Facundo Rubiño- De alguna manera entendemos que decir comedia es sólo hablar de una rama del género. Como dice Diego, bien podría ser también un melodrama musical; una tragedia musical… lo  que fuera. Es Teatro que se encuentra estructurado  y organiza su narrativa a través de ciertos sistemas, o recursos formales  inherentes a la música  y encuentra en ella una base para el avance o desarrollo dramático.

Matías Puricelli- Creo que la búsqueda artística que nos hermana a todos los integrantes del CTM es la de romper con ese prejuicio del musical superficial que no aborda temáticas en profundidad. Y el recurso que encontramos, es el equilibrio entre el texto y la música y que ambas tengan un por qué más justificado, más coherente y menos caprichoso.

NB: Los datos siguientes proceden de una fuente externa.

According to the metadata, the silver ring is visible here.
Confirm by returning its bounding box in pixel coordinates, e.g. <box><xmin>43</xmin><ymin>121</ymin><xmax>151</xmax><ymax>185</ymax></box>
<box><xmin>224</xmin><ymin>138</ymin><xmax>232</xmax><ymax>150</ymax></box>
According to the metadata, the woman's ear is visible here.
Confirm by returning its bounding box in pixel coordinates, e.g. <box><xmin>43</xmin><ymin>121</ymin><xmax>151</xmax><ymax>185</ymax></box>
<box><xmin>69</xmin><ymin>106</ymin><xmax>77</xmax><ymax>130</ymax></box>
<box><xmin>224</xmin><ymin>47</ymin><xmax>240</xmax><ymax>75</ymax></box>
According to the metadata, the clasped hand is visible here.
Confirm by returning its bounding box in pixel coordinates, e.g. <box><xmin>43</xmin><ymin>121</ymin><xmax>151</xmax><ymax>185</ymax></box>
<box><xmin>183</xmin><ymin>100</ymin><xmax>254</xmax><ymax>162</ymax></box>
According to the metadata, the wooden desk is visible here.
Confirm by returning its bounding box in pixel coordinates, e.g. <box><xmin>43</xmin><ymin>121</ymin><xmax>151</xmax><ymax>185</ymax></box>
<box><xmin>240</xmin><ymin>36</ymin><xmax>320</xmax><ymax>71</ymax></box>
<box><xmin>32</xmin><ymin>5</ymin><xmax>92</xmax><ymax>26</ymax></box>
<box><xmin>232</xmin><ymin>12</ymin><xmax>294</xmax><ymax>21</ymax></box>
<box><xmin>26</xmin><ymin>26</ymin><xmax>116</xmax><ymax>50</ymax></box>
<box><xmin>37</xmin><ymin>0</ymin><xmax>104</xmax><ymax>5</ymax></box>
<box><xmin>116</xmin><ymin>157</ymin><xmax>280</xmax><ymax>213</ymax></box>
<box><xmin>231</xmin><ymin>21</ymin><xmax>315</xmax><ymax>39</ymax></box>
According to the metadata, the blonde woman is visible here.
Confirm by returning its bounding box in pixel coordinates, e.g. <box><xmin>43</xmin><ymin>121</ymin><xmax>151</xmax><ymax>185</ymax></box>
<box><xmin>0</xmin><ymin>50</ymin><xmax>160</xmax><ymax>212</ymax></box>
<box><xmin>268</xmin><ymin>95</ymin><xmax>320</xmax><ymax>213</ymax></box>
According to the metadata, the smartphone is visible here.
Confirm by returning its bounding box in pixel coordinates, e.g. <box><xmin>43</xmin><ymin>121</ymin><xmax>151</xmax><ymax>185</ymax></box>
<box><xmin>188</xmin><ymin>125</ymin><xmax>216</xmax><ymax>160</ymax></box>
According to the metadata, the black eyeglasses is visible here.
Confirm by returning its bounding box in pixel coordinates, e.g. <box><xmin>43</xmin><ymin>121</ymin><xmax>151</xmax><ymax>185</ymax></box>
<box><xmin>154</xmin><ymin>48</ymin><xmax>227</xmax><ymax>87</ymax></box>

P.E.- El CTM es un modo de democratizar un género que parece destinado sólo a aquellos que estudian muchas disciplinas?

Facundo Rubiño-
 No entiendo. Jua!

Diego Corán- El CTM es un intento, una búsqueda, un camino, una posibilidad. La unión hace la fuerza y la suma de adeptos genera bienestar en las personas. La esencia de la democracia es la libertad, el CTM promueva libertad de acción y decreta la obligatoriedad necesaria de reflexionar en conjunto.

Matías Puricelli - El CTM es por sobre todas las cosas un espacio de contención, quizás en algún momento de consulta y de crecimiento.
El artista luego se hace a su modo, estudiando mucho, haciendo mucho, mirando mucho. Cada uno encuentra su dinámica. Lo importante es hacer.

Leo Bosio- El CTM, es un grupo de personas, trabajadores, y artistas (músicos, directores, escritores) que creen que no hay proyecto sin esfuerzo. Que no hay equipo sin confianza. Que no hay obra sin público. Que no hay crecimiento sin corrernos del egoísmo. Es un espacio que cree en el poder pacificador y transformador del teatro en su total expresión en género musical como una línea poética, popular  y generosa.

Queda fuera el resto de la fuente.